Brace decided at the age of 26 to devote his life to those children most New Yorkers called “street rats.” He could have opened another orphanage or soup kitchen, but the far-sighted idealist felt such well-intentioned institutions instilled a lifelong dependence on charity.
Brace sought instead to help homeless youth become self-sufficient adults able to stand on their own two feet. That was the guiding mission of the Children’s Aid Society the clergyman founded in 1853.
The CAS began by tending to the urgent needs of street urchins and impoverished single mothers. Stop-gap programs included free kindergartens, free dental care, job training and placement and temporary housing for homeless boys.
But Brace pictured a permanent solution to the problem – placing New York’s unwanted children in loving homes far from the urban cesspool that turned even Charles Dickens’ stomach. “In every American community,” he wrote, “especially in a western one, there are many spare places at the table of life.”
This optimistic belief was the basis for Brace’s “Emigration Plan.” In 1854 he put his radical theory into practice by sending a group of 46 children to Michigan. Inside a week, each and every one had a new home.
Encouraged by this success, the CAP concentrated on relocation. Over the next decade, an annual average of 384 orphaned and abandoned children were taken from the wretched environment of Manhattan and resettled in small towns throughout New England and the eastern Midwest.

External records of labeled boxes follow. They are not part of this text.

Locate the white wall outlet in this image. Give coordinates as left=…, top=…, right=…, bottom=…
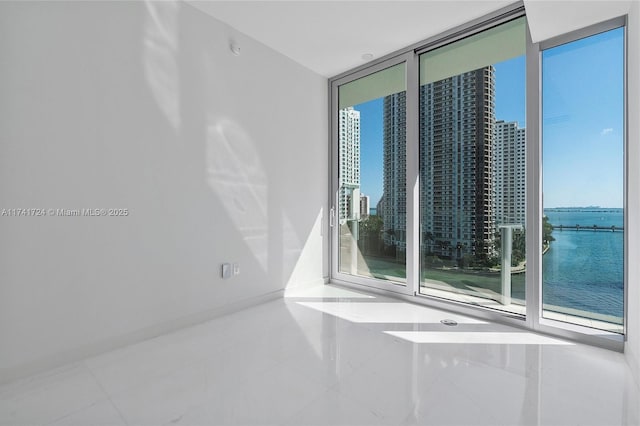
left=221, top=263, right=233, bottom=279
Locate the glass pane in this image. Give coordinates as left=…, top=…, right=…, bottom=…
left=419, top=18, right=526, bottom=315
left=338, top=64, right=406, bottom=283
left=542, top=28, right=625, bottom=333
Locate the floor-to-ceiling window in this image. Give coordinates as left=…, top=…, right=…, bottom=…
left=331, top=8, right=626, bottom=345
left=335, top=62, right=407, bottom=290
left=542, top=27, right=625, bottom=333
left=419, top=17, right=527, bottom=314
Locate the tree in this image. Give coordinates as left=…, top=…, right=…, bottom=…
left=542, top=216, right=556, bottom=245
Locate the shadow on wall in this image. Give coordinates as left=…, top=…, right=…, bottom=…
left=206, top=115, right=269, bottom=272
left=144, top=0, right=180, bottom=131
left=143, top=0, right=323, bottom=288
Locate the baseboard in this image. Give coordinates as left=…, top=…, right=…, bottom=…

After the Civil War, the yearly exodus exploded to a thousand due to the growing number of needy minors. Widows of slain soldiers entrusted their sons and daughters to the Children’s Aid Society, as did disillusioned immigrants who found the boulevards of the Big Apple were not paved with gold. In addition, a rising tide of runaways fleeing neglect and abuse came on their own to the CAP.
Although they usually went by rail, the little refugees and their grown escorts or “agents” rarely filled a passenger car much less an entire train. (A notable exception was a trainload of 300 Catholic youngsters transported to Louisiana in 1906 by the Sisters of Charity.) The typical group consisted of 30 to 40 children ranging in age from four to 14.

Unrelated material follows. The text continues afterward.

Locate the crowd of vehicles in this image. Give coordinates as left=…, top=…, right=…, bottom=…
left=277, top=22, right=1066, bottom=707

Posters and newspaper articles advertised the arrival of an “Orphan Train,” a slang term coined by the public and press, weeks in advance. A large crowd was always waiting at the station, and the curious followed prospective parents, normally prequalified by a local committee, to the “viewing.”

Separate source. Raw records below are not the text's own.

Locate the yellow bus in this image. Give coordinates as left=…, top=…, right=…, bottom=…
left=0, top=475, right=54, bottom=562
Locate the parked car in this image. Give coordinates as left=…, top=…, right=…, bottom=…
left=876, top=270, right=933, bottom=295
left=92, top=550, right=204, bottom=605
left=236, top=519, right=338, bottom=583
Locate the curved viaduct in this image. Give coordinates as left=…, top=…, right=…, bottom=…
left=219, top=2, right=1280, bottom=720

In the book “We Rode the Orphan Trains,” a woman who came to Texas in 1918 described what it was like to be put on display. “We were lined up on the stage and all I could see was wall-to-wall people. They surrounded us, made us turn around, lift our skirts to see if our legs were straight, and open our mouths to show our teeth. A very humiliating day.”
Placement was hardly an exact science, and more than a few children were exploited and mistreated by their surrogate parents. CAP agents came around once a year to check on their former wards and did not hesitate to rescue them from bad homes. Nevertheless, the CAP conceded in a 1910 report that the end of the line for at least 13 percent of Orphan Train riders was not a happy and healthy place.
Charles Loring Brace’s abolitionist bias against the former Confederacy kept the number of trains with southern destinations to a minimum. The Sisters of Charity had no such reservations, however, and may have brought as many children to Texas as the Children’s Aid Society.
But the Orphan Trains did come to the Lone Star State, including the final one in May 1929. The children that got off the train at Sulphur Springs on that sunny spring day were the last of an estimated 200,000 brought west in the most unusual migration in American history.